# Configuration Guide

PILSO OS is powered by two core configuration files:

* `pilso.config.json` → global system and runtime settings
* `pilso-roles.json` → defines agent personalities, goals, and tool access

These files control how your agents think, what tools they can use, which LLM they speak through, and how results are logged or approved.

***

### File 1: `pilso.config.json`

This is the **core runtime configuration file**. It defines which LLM provider to use, which tools are available, logging levels, and trusted behaviors.

***

#### Example

```json
{
  "provider": "claude",
  "apiKey": "sk-xxxxx",
  "tools": [
    "http://localhost:3020",  // metamask-mcp
    "http://localhost:3030",  // erc20-mcp
    "http://localhost:3040"   // solc-mcp
  ],
  "logLevel": "debug",
  "alwaysAllow": ["metamask.sign", "chainlist.getRPC"],
  "timeoutMs": 30000
}
```

***

#### Field Reference

| Field         | Description                                           |
| ------------- | ----------------------------------------------------- |
| `provider`    | LLM engine to use (`claude`, `gpt4`, `deepseek`, etc) |
| `apiKey`      | Your LLM provider API key                             |
| `tools`       | List of MCP server endpoints                          |
| `logLevel`    | `debug`, `info`, `warn`, or `silent`                  |
| `alwaysAllow` | List of tool calls that bypass confirmation prompts   |
| `timeoutMs`   | Timeout for tool execution (in milliseconds)          |

***

#### Best Practices

* Always whitelist only **safe**, idempotent tools in `alwaysAllow`
* Store sensitive fields like `apiKey` in environment variables and reference them via a wrapper script or `.env` loader
* Run your MCP servers locally or through a secure internal proxy

***

### File 2: `pilso-roles.json`

This file defines your **agent roles** — named personalities that guide behavior, limit tool access, and enforce guardrails.

***

#### 🔧 Example: Minimal signer role

```json
{
  "signer": {
    "description": "Handles wallet transaction signing only.",
    "tools": ["metamask.sign"],
    "goals": [
      "Interpret prepared transaction payloads",
      "Use metamask-mcp to sign after confirmation"
    ],
    "guardrails": [
      "Never generate new contracts",
      "Never deploy",
      "Always confirm intent before signing"
    ]
  }
}
```

***

#### Example: Developer role with compile + sign

```json
{
  "developer": {
    "description": "A role for contract deployment and tooling.",
    "tools": ["solc.compile", "metamask.sign", "chainlist.resolve"],
    "goals": [
      "Compile smart contracts",
      "Prepare and sign deploy transactions",
      "Fetch chain config from chainlist-mcp"
    ],
    "guardrails": [
      "Never transfer tokens",
      "Only deploy approved contracts"
    ]
  }
}
```

***

#### Field Reference

| Field         | Description                                                    |
| ------------- | -------------------------------------------------------------- |
| `description` | Human-readable summary of the agent’s role                     |
| `tools`       | Tool functions this role can access (`toolName.method`)        |
| `goals`       | Statements used in prompt initialization to guide LLM behavior |
| `guardrails`  | Safety limitations injected into system prompts                |

***

### Environment Variables (Optional)

You can store API keys and sensitive settings in an `.env` file or via shell variables.

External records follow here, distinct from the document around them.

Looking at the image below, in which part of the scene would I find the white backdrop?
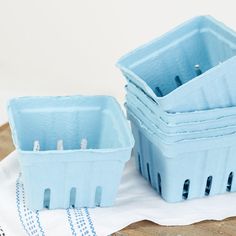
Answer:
[0,0,236,123]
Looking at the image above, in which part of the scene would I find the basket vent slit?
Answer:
[205,176,213,196]
[226,172,234,192]
[43,188,51,209]
[182,179,190,200]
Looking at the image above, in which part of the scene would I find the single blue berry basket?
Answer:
[126,88,236,134]
[125,102,236,145]
[117,16,236,112]
[8,96,134,210]
[126,83,236,125]
[128,109,236,202]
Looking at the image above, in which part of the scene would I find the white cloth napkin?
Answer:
[0,152,236,236]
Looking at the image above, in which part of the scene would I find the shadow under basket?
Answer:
[8,96,134,210]
[129,109,236,202]
[117,16,236,112]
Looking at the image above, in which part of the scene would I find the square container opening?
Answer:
[10,96,127,151]
[120,16,236,97]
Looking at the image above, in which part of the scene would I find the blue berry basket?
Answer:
[125,101,236,145]
[117,16,236,112]
[126,92,236,134]
[8,96,134,210]
[128,109,236,202]
[126,83,236,125]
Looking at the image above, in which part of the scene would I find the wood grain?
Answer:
[0,124,236,236]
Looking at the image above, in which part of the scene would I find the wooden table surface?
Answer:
[0,124,236,236]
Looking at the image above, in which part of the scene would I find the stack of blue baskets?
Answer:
[118,16,236,202]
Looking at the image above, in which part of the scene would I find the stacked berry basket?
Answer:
[9,96,134,210]
[118,16,236,202]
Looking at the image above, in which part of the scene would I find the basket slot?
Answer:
[43,188,51,209]
[147,163,152,184]
[70,188,76,208]
[157,173,161,195]
[226,172,234,192]
[205,176,213,196]
[155,87,163,97]
[175,75,183,87]
[33,140,40,152]
[194,64,202,76]
[138,152,142,174]
[182,179,190,200]
[95,186,102,207]
[80,138,88,149]
[57,139,64,150]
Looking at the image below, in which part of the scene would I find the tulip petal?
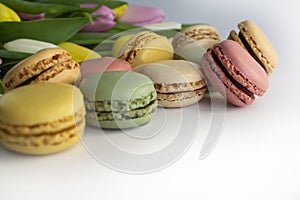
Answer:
[118,5,165,26]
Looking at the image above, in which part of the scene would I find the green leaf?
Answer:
[38,0,127,8]
[0,49,32,59]
[1,0,85,15]
[0,17,89,44]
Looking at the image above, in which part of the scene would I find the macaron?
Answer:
[79,71,157,129]
[201,40,269,107]
[228,20,278,75]
[119,31,174,67]
[3,48,80,91]
[172,24,220,63]
[0,83,85,155]
[79,57,132,80]
[133,60,206,108]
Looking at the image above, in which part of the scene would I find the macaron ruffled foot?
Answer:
[0,83,85,155]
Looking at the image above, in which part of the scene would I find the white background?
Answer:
[0,0,300,200]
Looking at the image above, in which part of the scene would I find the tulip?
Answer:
[3,38,57,53]
[113,4,127,19]
[18,12,45,21]
[117,5,165,26]
[143,22,182,31]
[0,3,21,22]
[80,4,116,32]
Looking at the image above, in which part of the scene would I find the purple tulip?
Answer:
[80,4,116,32]
[18,12,45,21]
[118,5,165,26]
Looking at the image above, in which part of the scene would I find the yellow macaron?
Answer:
[0,83,85,155]
[3,48,80,91]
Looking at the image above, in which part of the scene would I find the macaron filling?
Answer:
[85,91,157,121]
[205,49,255,104]
[154,80,206,102]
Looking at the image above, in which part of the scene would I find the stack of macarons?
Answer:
[0,47,86,155]
[0,17,278,155]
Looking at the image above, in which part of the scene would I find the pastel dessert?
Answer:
[172,24,220,63]
[3,48,80,91]
[0,83,85,155]
[201,40,269,107]
[79,71,157,129]
[133,60,206,108]
[79,57,132,80]
[228,20,278,75]
[119,31,174,67]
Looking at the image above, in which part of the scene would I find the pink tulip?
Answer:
[118,5,165,26]
[18,12,45,21]
[80,4,116,32]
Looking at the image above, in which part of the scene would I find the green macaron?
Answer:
[79,71,157,129]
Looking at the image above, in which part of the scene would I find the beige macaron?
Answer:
[172,24,220,63]
[133,60,207,108]
[3,48,80,91]
[228,20,278,75]
[119,31,174,67]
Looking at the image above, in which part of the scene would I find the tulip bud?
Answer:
[0,3,21,22]
[118,5,165,26]
[80,4,116,32]
[3,38,57,53]
[113,4,127,19]
[18,12,45,21]
[58,42,101,62]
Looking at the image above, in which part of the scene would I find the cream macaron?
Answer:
[118,31,174,67]
[2,48,80,91]
[0,83,85,155]
[133,60,206,108]
[228,20,279,75]
[172,24,220,63]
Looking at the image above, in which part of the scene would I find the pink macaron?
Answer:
[80,57,132,80]
[201,40,269,107]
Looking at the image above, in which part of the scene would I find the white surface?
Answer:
[0,0,300,200]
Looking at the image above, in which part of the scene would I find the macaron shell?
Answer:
[0,120,85,155]
[0,83,85,155]
[0,83,84,125]
[201,49,254,107]
[238,20,278,73]
[30,60,80,84]
[133,60,206,108]
[119,31,174,67]
[133,60,203,84]
[3,48,71,91]
[86,104,157,129]
[213,40,269,96]
[79,71,154,101]
[80,57,132,80]
[132,37,174,67]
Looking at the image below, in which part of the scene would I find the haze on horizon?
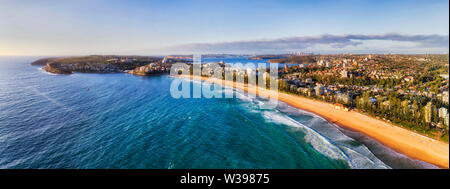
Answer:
[0,0,449,56]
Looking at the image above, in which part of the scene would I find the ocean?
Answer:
[0,57,436,169]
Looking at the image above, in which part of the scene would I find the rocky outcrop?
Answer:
[31,55,162,74]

For example:

```bash
export PILSO_API_KEY="sk-xxxxx"
export PILSO_PROVIDER="claude"
```

Then dynamically inject them at runtime using a wrapper or config loader in your dev stack.

***

### Updating Configs

You can edit the config files manually, or use built-in CLI helpers:

```bash
npx pilso config edit
npx pilso roles add signer
npx pilso roles list
```

***

### Config Tips

* Use separate roles for distinct tasks instead of overloading one agent
* For production use, disable any tool from `alwaysAllow` that writes onchain
* You can run multiple `.pilso` environments in different projects for sandboxing

***

### Summary

| File                | Purpose                                            |
| ------------------- | -------------------------------------------------- |
| `pilso.config.json` | Global agent + tool runtime settings               |
| `pilso-roles.json`  | Role definitions for different agent personalities |
| `.env`              | Store sensitive keys outside your config file      |

Config files are the brain and personality of your PILSO environment — they define **how your agent behaves**, **what it can access**, and **how much trust you delegate**.